Pasien hipertensi juga dianjurkan untuk rutin melakukan pemeriksaan tekanan darah dan mendiskusikan permasalahan tekanan darah, gaya hidup, gejala, dan penatalaksanaan lanjutan kepada klinisi. Pada hipertensi derajat I dengan risiko komplikasi penyakit kardiovaskular rendah, pemberian tata laksana farmakologi dapat ditunda.

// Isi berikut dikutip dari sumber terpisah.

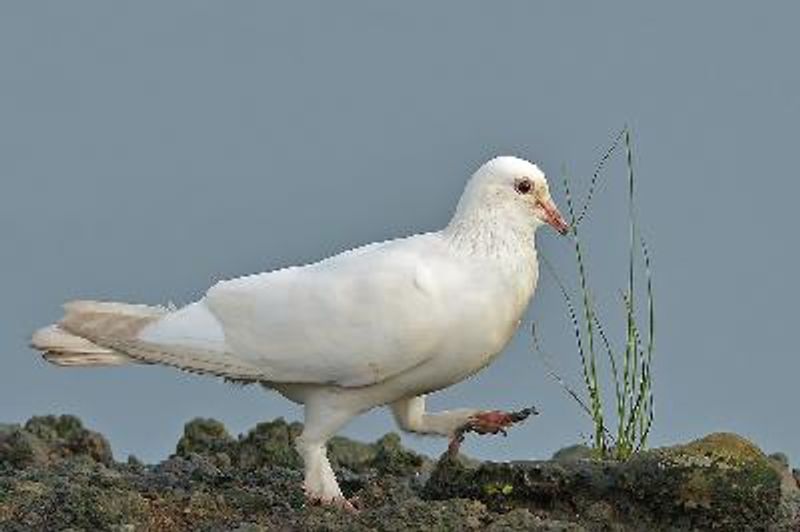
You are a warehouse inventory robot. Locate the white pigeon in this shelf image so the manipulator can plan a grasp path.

Pemerian farmakoterapi dipertimbangkan jika tekanan darah belum mencapai target dalam waktu 4‒6 bulan dengan modifikasi gaya hidup, atau jika terdapat faktor risiko penyakit kardiovaskular atau komorbiditas lain.[13,15,16]

Sementara itu, AHA merekomendasikan farmakoterapi dimulai jika :

  • Tekanan darah ≥ 130/80 mmHg disertai dengan penyakit kardiovaskular atau memiliki risiko penyakit kardiovaskular dalam 10 tahun sebesar >10%; usia ≥65 tahun; dan memiliki komorbiditas seperti diabetes melitus, gagal jantung, angina pektoris stabil, penyakit arteri perifer, atau stroke lakunar
  • Tekanan darah ≥140/90 mmHg, meskipun tidak terdapat risiko penyakit kardiovaskular dalam 10 tahun sebesar 10% atau tidak memiliki riwayat penyakit kardiovaskular dan penyakit komorbid[13]

Kesimpulan

Skrining hipertensi pada orang dewasa sebaiknya dilakukan mulai usia ≥18 tahun dengan pengukuran tekanan darah di dalam klinik (OBPM), disertai pengukuran tekanan darah di luar klinik dengan teknik ambulatory atau pengukuran dirumah untuk mengonfirmasi diagnosis. Hingga kini belum ada bukti ilmiah adekuat terkait frekuensi per tahun dan interval dilakukannya skrining hipertensi. Secara umum, skrining dilakukan lebih sering pada pasien usia lebih tua atau mereka yang memiliki faktor risiko kardiovaskular.